Interfaces modified by a molecular monolayer can be challenging to study, particularly in situ, requiring novel approaches. Coupling electrochemical and optical approaches can be useful when signals are correlated. Here we detail a methodology that uses redox electrochemistry to control surface-based fluorescence intensity for detecting
DNA hybridization and studying the uniformity of the surface response. A mixed composition single-strand
DNA SAM was prepared using potential-assisted
thiol exchange with two alkylthiol-modified ssDNAs that were either labeled with a fluorophore (AlexaFluor488) or a
methylene blue (MB) redox tag. A significant change in fluorescence was observed when reducing MB to colorless leuco-MB. In situ fluorescence microscopy on a single-crystal
gold bead
electrode showed that fluorescence intensity depended on (1) the potential controlling the oxidation state of
MB, (2) the surface density of
DNA, (3) the MB:AlexFluor488 ratio in the
DNA SAM, and (4) the local environment around the
DNA SAM. MB efficiently quenched AlexaFluor488 fluorescence.
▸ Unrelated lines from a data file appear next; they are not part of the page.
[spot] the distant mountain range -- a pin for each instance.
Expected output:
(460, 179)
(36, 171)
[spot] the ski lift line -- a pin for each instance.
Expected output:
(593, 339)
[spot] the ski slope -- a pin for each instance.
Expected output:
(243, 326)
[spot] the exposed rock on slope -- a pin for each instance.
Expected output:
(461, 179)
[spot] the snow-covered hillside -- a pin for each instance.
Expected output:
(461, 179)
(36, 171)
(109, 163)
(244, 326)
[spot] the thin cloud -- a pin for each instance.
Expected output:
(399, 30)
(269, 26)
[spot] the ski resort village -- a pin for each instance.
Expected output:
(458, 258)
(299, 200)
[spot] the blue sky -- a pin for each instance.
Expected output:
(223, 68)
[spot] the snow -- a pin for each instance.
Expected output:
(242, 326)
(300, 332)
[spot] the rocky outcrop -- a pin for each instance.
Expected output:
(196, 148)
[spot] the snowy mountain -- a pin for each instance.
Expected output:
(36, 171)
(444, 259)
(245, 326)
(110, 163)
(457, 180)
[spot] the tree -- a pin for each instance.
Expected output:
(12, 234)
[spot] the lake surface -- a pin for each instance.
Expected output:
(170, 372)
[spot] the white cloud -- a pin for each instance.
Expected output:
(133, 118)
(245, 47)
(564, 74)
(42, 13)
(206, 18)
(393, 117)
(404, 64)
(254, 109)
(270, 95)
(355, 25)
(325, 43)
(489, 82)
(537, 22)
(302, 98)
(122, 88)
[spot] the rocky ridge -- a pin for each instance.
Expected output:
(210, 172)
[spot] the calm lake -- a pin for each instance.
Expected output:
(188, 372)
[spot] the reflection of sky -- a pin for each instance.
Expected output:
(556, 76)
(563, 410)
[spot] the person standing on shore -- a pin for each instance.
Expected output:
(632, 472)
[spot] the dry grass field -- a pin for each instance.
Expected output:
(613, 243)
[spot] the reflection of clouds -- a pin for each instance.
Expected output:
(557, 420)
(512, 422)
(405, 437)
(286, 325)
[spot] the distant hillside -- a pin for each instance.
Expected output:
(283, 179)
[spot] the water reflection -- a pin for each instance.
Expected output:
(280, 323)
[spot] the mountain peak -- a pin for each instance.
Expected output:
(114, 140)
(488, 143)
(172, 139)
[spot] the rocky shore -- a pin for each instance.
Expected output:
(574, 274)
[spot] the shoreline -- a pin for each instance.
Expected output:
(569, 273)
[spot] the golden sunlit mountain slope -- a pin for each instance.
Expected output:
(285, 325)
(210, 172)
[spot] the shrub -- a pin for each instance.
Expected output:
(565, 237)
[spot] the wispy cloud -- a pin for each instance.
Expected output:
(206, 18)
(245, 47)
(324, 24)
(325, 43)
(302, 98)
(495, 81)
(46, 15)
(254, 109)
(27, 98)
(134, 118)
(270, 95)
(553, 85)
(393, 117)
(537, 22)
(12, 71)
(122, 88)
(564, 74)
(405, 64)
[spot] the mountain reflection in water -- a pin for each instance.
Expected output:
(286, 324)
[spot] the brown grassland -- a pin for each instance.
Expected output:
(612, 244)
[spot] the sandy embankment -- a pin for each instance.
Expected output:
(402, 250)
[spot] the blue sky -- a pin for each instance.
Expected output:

Reduction of MB showed a significant increase in fluorescence resulting from a decrease in quenching or energy transfer efficiency. Hybridization of
DNA SAMs with its unlabeled
complement showed a large increase in fluorescence due to MB reduction for surfaces with sufficient
DNA coverage. Comparing electrochemical-fluorescence measurements to electrochemical (SWV) measurements showed an improvement in detection of a small fraction of hybridized
DNA SAM for surfaces with optimal
DNA SAM composition and coverage. Additionally, this coupled electrochemical redox-fluorescence microscopy method can measure the spatial heterogeneity of electron-transfer kinetics and the influence of the local interfacial environment.